2. RESTORE / REPAIR / NURTURING – the rise of service design
When consumers value the things they have more, they’ll invest more time and money in maintaining their things. Companies that help maintain, repair and restore products, such as Denim Therapy (which helps people repair their fraying blue jeans), cobblers and bike repair shops, will continue to see growth.
3. SHARE & SHARE ALIKE
As many of my green design comrades-in-arms have mentioned in this article, sharing services like Zipcar and Netflix are exploding right now and that’s because consumers like the idea of being able to try, use and enjoy something without the commitment and costs associated with ownership. (When space is at a premium, they also like to cut the clutter and forgo trying to find storage for objects.) I foresee that in 2011 more and more consumers will warm up to the idea of ‘sharing’ and will sign up for car sharing, bike sharing and even pet sharing services. As a result companies which are skilled at designing great systems and services will flourish, while many traditional ‘object designers’ will need to turn their focus towards systems design and user interaction design in order to find a market for their skills.
4. THE RISE OF DESIGN IDEAS
Related to the above point – in 2011 elevation of ideas over objects will continue to grow. This means there will be a growing demand for experience/interaction design skills rather than traditional product design skills. More attention will be paid to how something works and how it makes a user feel rather than how it looks.
5. THE RISE OF THE AMATEUR
I predict 2011 to be a year where more and more average consumers and hobbyists get involved in the world of “design” by creating, crafting and engineering their own products.
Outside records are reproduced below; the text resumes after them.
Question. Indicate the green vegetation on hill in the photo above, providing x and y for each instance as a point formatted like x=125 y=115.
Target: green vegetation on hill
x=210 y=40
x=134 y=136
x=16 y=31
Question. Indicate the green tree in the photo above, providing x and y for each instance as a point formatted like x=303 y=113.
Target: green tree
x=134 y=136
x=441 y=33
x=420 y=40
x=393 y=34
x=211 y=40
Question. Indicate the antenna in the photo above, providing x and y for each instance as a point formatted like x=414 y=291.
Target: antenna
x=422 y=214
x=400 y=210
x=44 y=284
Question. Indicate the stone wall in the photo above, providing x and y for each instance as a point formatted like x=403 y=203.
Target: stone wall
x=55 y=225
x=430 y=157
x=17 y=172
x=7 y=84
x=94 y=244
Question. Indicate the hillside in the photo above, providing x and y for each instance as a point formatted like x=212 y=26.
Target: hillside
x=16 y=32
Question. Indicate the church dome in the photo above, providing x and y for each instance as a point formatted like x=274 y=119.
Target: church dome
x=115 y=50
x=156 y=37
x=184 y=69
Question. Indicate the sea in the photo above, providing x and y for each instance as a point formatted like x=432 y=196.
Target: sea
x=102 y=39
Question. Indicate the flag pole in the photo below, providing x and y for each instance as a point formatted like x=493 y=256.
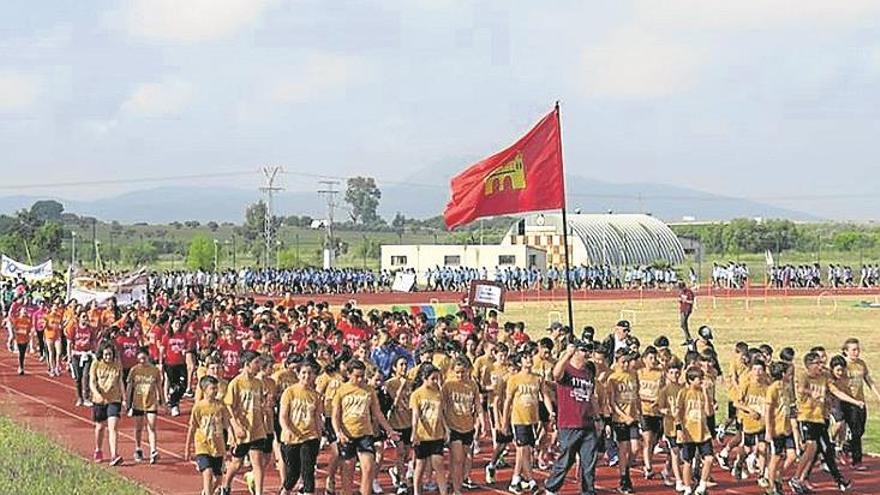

The rapid growth of Etsy and Instructables have shown that interest in DIY and craft is growing by leaps and bounds. Not only have creative tools such as software, publishing platforms and DIY instructions become increasingly available and easy to find online, but there is an innate satisfaction that individuals derive from making things, and in our post-industrial society (where we’re increasingly distanced from the process of making pretty much everything) many people are craving a closer connection with the process of creation. This means that there will be more and more stuff available out there and more “noise” as increasing numbers of individuals get into every possible niche, but also there will be more interesting things for consumers to choose from as both supply and demand grow. I think it also means we’ll all be more creative and fulfilled in our personal lives as more and more of us turn to crafts and DIY projects.
Finally, I’m really really excited about the emergence of consumer-friendly electric vehicles in 2010. In 2011 I believe that these pop electric cars will completely revolutionize our society and make huge strides in reducing carbon emissions. All hail the Volt & Leaf!
Emily Pilloton – Green Designer and Founder/Executive Director, Project H
In 2010, I was happy to see more and more designers working within the realm of social impact and environmental responsibility. In 2011, however, I hope to see not only the volume of such designers increase, but the quality of such work continually improve. This will be the year for us to all to be critical, brave, sharply idealistic, and allergic to mediocrity – design “for the greater good” doesn’t automatically make it “good design”. In short, design can change the world… but only if it’s excellent.